I have published more than twenty books of poetry or children’s literature, including the one that concerns us today, but in fact my best-known books are four serials, of 100 episodes each, on Greek mythology: Hermès , Theseus, Odysseus and Artemis. For thousands of years, myths have posed existential questions about life, death, love, the birth of things, which humans have always asked themselves and continue to ask themselves, whatever the age we have. These are fabulous strong stories that help us think about all this: that’s why myths are still terribly topical.
So you are rewarded for the book Eleftheriawhich means in Greek freedom. What is his story, rather unknown to the general public?
It is a choral novel, with several characters, who are mostly young men, many young women, living on the island of Crete during the last war. This novel will both reveal a forgotten tragedy that strikes the Jewish community of Crete, but also portray the young people of this community, and young Orthodox Cretans who are resistant or not. If the novel is called “liberty” it is because it simply questions our human choices. It is not only a historical novel, it also speaks to us today. He tells us here you are, you were born in a place with a language, a history, a tradition, then the war comes and you are free to choose what you are going to do: leave, resist, betray, hide… You have the freedom of your destiny! How do you chart your own life path? This is told through the story of Rebecca, Judith, Stella, Ariadni, Rachel, Petros, Luigi… People with whom I wanted to share a little journey with readers. It is also a novel written to greet Crete: even if it takes place in a tragic time, you will find there the sea, the mountains, the sun, the culture, the language, the cuisine and above all the extremely warm welcome of this people of great resistance fighters.

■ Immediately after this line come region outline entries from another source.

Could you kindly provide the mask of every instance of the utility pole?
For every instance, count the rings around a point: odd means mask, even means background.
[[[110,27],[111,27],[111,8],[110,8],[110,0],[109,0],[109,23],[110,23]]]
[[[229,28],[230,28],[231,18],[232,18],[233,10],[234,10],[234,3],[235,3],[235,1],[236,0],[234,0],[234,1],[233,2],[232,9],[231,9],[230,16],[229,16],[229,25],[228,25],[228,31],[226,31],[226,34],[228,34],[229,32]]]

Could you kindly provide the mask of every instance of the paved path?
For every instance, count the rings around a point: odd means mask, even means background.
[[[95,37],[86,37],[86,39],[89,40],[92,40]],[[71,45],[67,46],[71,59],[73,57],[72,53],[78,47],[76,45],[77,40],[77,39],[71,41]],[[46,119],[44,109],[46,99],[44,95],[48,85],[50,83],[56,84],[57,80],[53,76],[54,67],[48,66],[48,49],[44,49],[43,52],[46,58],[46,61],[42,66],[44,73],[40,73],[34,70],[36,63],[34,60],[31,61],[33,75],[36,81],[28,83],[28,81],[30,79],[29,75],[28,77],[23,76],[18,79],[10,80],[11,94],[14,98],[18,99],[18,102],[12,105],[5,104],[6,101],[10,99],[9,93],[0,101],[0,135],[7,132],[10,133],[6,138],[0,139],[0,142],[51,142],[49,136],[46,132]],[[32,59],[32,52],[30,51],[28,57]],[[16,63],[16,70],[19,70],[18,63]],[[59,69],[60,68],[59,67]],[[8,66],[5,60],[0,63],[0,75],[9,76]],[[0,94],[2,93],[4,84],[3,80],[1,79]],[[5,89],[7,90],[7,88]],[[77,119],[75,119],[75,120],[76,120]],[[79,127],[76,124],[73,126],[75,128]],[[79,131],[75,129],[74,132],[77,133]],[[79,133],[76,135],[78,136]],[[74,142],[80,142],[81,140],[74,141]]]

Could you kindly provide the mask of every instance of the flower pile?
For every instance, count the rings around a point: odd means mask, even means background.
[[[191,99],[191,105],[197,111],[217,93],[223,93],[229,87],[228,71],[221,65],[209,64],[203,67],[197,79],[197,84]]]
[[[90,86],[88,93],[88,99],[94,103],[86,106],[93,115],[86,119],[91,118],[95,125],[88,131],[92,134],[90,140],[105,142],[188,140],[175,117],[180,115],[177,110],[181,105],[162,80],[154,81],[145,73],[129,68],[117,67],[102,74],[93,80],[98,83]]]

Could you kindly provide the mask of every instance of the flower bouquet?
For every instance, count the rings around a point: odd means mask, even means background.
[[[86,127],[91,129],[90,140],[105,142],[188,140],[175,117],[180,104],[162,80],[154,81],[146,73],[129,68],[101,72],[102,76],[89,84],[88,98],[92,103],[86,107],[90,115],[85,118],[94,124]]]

Are commitment and humanity a common thread in your work?
Yes, both transmission and resistance. I have created a collection called “Those who said no”, with 50 works which highlight, in short novels, men and women who have said no when others are silent or accept, on fights that satisfy that we are still fighting today. No to war, no to slavery, no to racial discrimination or discrimination against women. That’s close to my heart and indeed every time I write something, whatever path I take, I’m always faced with this desire to say that we can do otherwise, that we shouldn’t let it go, and when there are things that do not seem normal or unfair to us, we are right to say so…

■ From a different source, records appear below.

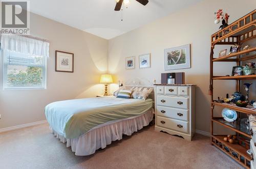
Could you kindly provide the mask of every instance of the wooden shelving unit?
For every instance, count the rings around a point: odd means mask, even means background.
[[[256,109],[252,106],[247,106],[246,108],[240,107],[234,104],[222,103],[214,102],[214,81],[215,80],[233,80],[236,81],[236,89],[238,92],[241,90],[241,81],[242,80],[255,80],[256,75],[242,76],[215,76],[214,75],[214,62],[218,64],[218,62],[233,62],[237,66],[241,65],[241,62],[256,59],[256,47],[252,46],[247,50],[240,48],[239,51],[226,56],[214,58],[214,49],[217,45],[234,45],[239,44],[242,46],[243,43],[249,41],[255,40],[256,38],[256,10],[230,24],[224,29],[216,32],[211,36],[211,52],[210,55],[210,87],[209,94],[211,95],[211,143],[220,150],[230,156],[232,158],[242,165],[244,167],[249,168],[251,157],[246,152],[248,148],[238,144],[230,144],[223,140],[224,136],[214,134],[214,123],[221,125],[234,131],[238,135],[243,135],[244,137],[250,139],[250,133],[240,130],[238,121],[240,116],[238,116],[236,122],[237,125],[230,125],[226,123],[222,118],[216,117],[214,116],[215,106],[222,108],[227,108],[236,110],[240,113],[256,115]],[[231,68],[230,68],[231,69]],[[217,89],[218,90],[218,89]],[[227,151],[227,150],[229,150]],[[238,154],[237,156],[234,154]]]

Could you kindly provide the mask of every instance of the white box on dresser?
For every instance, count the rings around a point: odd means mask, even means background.
[[[155,84],[155,130],[191,141],[195,132],[195,86]]]

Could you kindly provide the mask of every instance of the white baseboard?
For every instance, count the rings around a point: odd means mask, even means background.
[[[204,135],[204,136],[206,136],[207,137],[210,137],[210,133],[209,133],[208,132],[204,131],[196,130],[196,133],[203,135]]]
[[[6,128],[0,128],[0,133],[3,132],[6,132],[6,131],[8,131],[20,129],[21,128],[26,128],[26,127],[28,127],[35,126],[35,125],[37,125],[38,124],[45,123],[47,122],[47,121],[46,120],[43,120],[43,121],[40,121],[36,122],[22,124],[20,125],[16,126],[12,126],[12,127],[6,127]]]

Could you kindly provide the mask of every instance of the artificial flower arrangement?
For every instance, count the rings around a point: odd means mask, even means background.
[[[255,70],[255,63],[248,63],[243,66],[243,70],[245,75],[249,75],[254,74]]]
[[[221,28],[221,29],[223,29],[228,25],[228,22],[229,15],[228,15],[227,13],[226,13],[224,15],[223,10],[222,9],[219,9],[217,12],[215,12],[214,14],[216,15],[216,19],[214,21],[215,24],[218,24],[220,23],[221,19],[222,19],[222,25],[220,26],[219,29]]]

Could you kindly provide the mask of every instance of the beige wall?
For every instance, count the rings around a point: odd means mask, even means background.
[[[3,90],[1,61],[0,128],[45,120],[44,108],[50,102],[94,97],[103,91],[97,84],[108,68],[107,40],[33,14],[30,24],[32,35],[50,41],[47,89]],[[74,73],[55,71],[55,50],[74,53]]]
[[[214,13],[220,8],[223,9],[230,15],[229,23],[231,23],[255,7],[255,0],[205,1],[112,39],[109,42],[109,71],[124,83],[134,78],[146,78],[151,81],[155,79],[157,83],[160,83],[161,73],[185,72],[186,83],[197,85],[196,128],[209,132],[210,36],[220,26],[214,23]],[[187,44],[191,44],[191,68],[164,71],[164,49]],[[221,49],[216,48],[216,54]],[[150,52],[152,67],[139,69],[138,55]],[[136,56],[136,69],[125,70],[125,58],[133,55]],[[215,74],[230,74],[233,65],[219,63],[215,67]],[[233,84],[231,81],[215,82],[214,87],[219,90],[215,97],[233,93]]]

This humanity that you defend is important for a city like Avignon, where the notions of sharing, solidarity and diversity are at work. There is a nice resonance…

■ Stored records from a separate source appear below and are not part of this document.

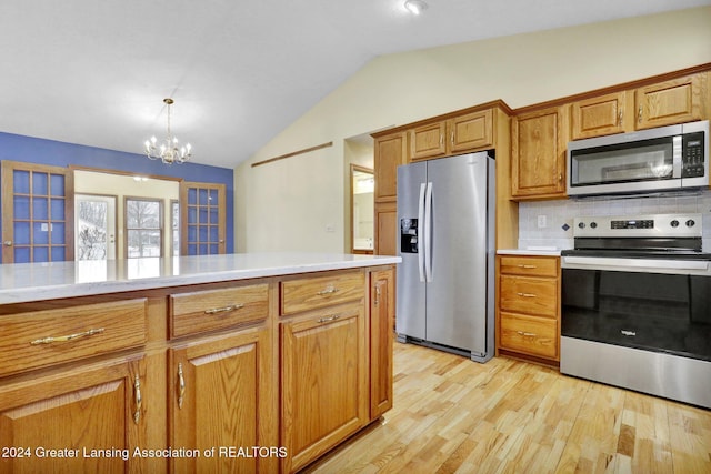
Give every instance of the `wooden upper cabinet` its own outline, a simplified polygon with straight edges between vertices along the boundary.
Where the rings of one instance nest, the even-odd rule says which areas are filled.
[[[410,130],[410,159],[423,160],[447,154],[447,122],[434,122]]]
[[[404,132],[377,137],[374,143],[375,202],[398,198],[398,167],[404,164],[408,139]]]
[[[449,148],[452,153],[493,145],[492,109],[467,113],[448,120]]]
[[[492,109],[455,115],[410,130],[410,160],[449,157],[492,145]]]
[[[624,132],[625,95],[622,91],[573,102],[572,140]]]
[[[393,202],[375,203],[375,254],[398,254],[398,204]]]
[[[511,194],[514,199],[565,195],[565,108],[520,114],[511,128]]]
[[[635,90],[637,129],[672,125],[703,118],[703,73],[642,87]]]

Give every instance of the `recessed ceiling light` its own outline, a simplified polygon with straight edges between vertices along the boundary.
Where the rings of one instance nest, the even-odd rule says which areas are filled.
[[[422,0],[407,0],[404,8],[412,14],[420,14],[422,10],[427,10],[428,4]]]

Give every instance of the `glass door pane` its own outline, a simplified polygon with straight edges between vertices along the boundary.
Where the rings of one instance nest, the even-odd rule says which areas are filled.
[[[180,188],[183,255],[224,253],[224,184],[183,182]]]
[[[73,259],[70,170],[2,162],[2,243],[3,263]]]
[[[126,200],[126,256],[162,256],[163,228],[162,201],[127,198]]]
[[[116,196],[77,194],[77,260],[116,259]]]

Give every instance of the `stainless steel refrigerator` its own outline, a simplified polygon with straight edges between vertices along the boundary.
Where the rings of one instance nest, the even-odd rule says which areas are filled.
[[[487,152],[398,168],[398,341],[493,356],[494,183]]]

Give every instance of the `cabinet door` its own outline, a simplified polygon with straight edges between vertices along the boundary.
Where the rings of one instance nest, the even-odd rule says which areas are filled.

I think it’s a book that goes well in Avignon yes!
It is also your first novel in adult literature.
Yes, published by the publisher Emmanuelle Collas. I also take care of an independent poetry publishing house with Bruno Doucey, we fight every day so that our books reach the public. It makes sense to be published in this house which, like us, defends authors around the world. How it makes sense when literature has something to say and is also independent of money powers.
We wish a long and beautiful life to this novel, that it meets as many readers as possible…
This Prize will bring him luck! I thank those who chose it. By honoring me, and this pleasure, they also pay homage to all these Cretan men and women who fought, and they restore their letters of nobility to this Jewish community that has tragically disappeared. I find that very touching.